Для начала он понаблюдал за гофмейстером и расспросил о нём дворовых. Те в один голос заявили, что среди домашней прислуги, которой Розум командовал, врагов у него нет и быть не может, поскольку мягкий, спокойный, нечванливый, он за всё время, что жил здесь, ни разу никого не оскорбил, не обидел и не наказал, даже когда было за что.
Любовный мотив тоже не просматривался — девки на казака многие заглядывались, однако ни с одной из них он не амурничал и не выделял среди прочих. Правда, говаривали, что в него влюблена Прасковья Нарышкина, одна из фрейлин цесаревны, однако и с ней Розум держался уважительно и ничем не обижал, так что предположение, что та решила отравить его, правдоподобным не казалось. К тому же сама Прасковья, насколько Василий мог судить, была сущая овца, из тех, что блеют и конфузятся по любому поводу, и верхом дерзости почитают пригласить предмет страсти на танец. Чтоб такая да отравила? Чушь!
Начав розыск с Розума и ничего тем не добившись, Василий решил зайти с другой стороны — попробовать найти людей, которых наняли, чтобы убить его.
Поспешный отъезд Елизаветы в Москву пришёлся ему даже кстати и, ещё раз подробно расспросив гофмейстера, как выглядели напавшие на него лиходеи, Василий отправился в кабак на седьмой версте Владимирского тракта. Про место это шёпотом поговаривали нехорошее — дескать, знается хозяин с опасными людьми.
С шашкой наголо Василий в бой не полез — вопросов подозрительных не задавал, зато в кабак ходил, что в Божью церковь — всякий день. Сперва пил в одиночку, чтобы местной публике примелькаться да самому приглядеть подходящего человека, а как высмотрел одного из завсегдатаев, поболтливее, купил полуштоф браги и угостил от души.
— Давай выпьем за упокой братца моего, — предложил Василий новому знакомому и перекрестился. — Нынче сороковины у него.
— Царствие Небесное, — отозвался приятель, бывший уже изрядно во хмелю. — А звали-то как?
— Еникеем. Тридцать годков было… Эх, долюшка… Богатырь, косая сажень в плечах… Никакая хворь не брала… А вот поди ж ты… Раз и не стало его…
— А что с ним стряслось? — заинтересовался собутыльник. — Лихие люди уходили?
— Да нет, — Василий подлил ещё бражки. — Щепу колол, баню топить собирался, да задумавшись, топором по пальцу себе попал — начисто срубил. Кровь-то остановили и головнёй прижгли, да видно щепки в рану попали: загнила рука, Антонов огонь[147] начался, и всё, поминай как звали… Этакая безделка, иные из армии вовсе без ног ворочаются и живут себе, а Еникейку моего схоронили…
— И то верно — ерунда, — отозвался собеседник. — У нас нынче летом Юшка-бортник[148] тоже без пальца остался — сказывал, колодой защемило, так на нём как на кобеле уличном всё зажило.
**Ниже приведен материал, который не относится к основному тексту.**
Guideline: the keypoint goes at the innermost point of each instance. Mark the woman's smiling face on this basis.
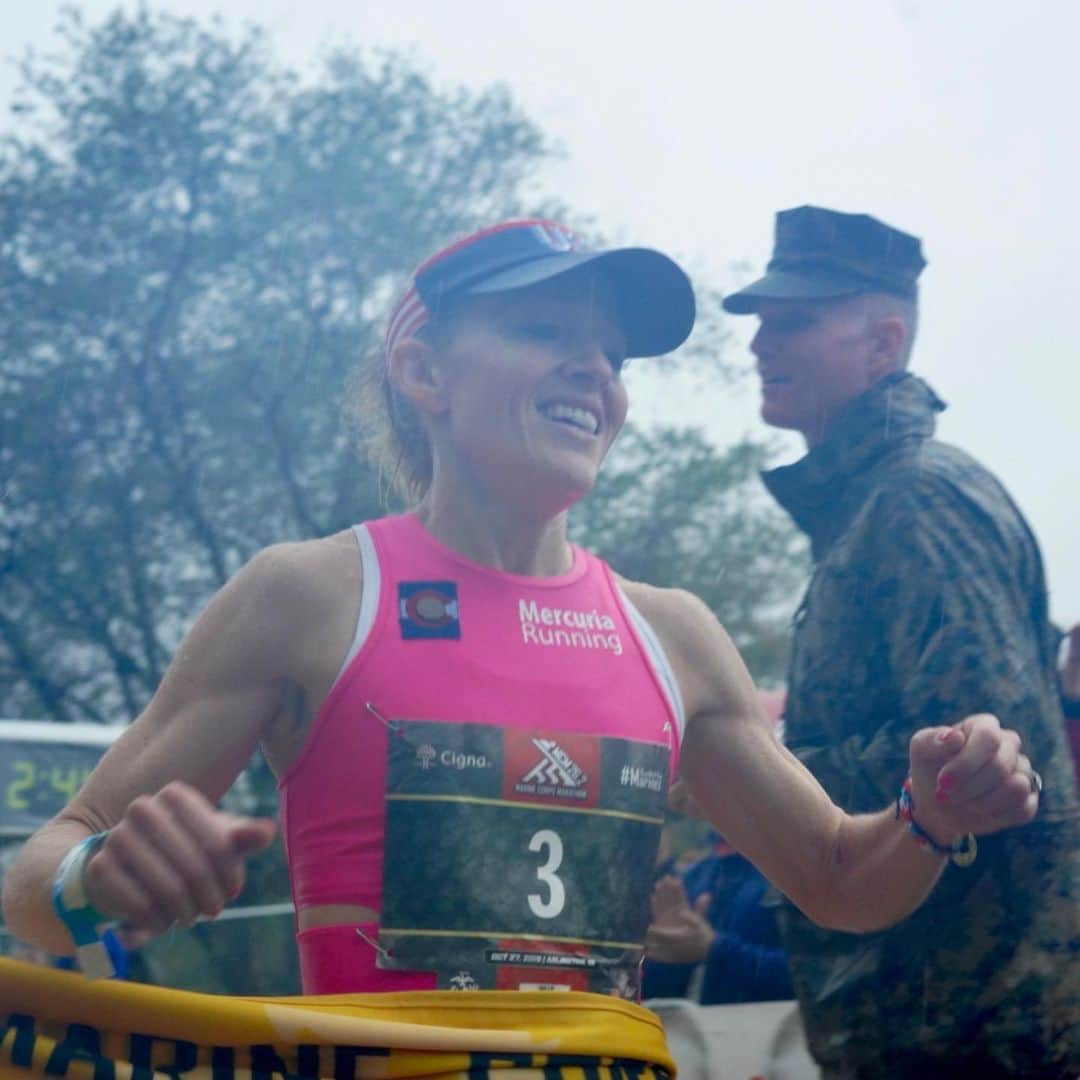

— Бортник? — переспросил Василий. — И что? Мёд хорош у него?
— Мёд не знаю, а медовуха знатная! — заржал новый знакомец.
— Медовуха — ещё лучше. Я б купил.
— Тсс… — мужик понизил голос. — А и купи. Летом он в лесу живёт, как полагается. За гадючьим логом. А ближе к зиме в посад перебирается, к бабе своей. Дом, что возле кузни, нарядный такой, на ставнях петухи намалёваны.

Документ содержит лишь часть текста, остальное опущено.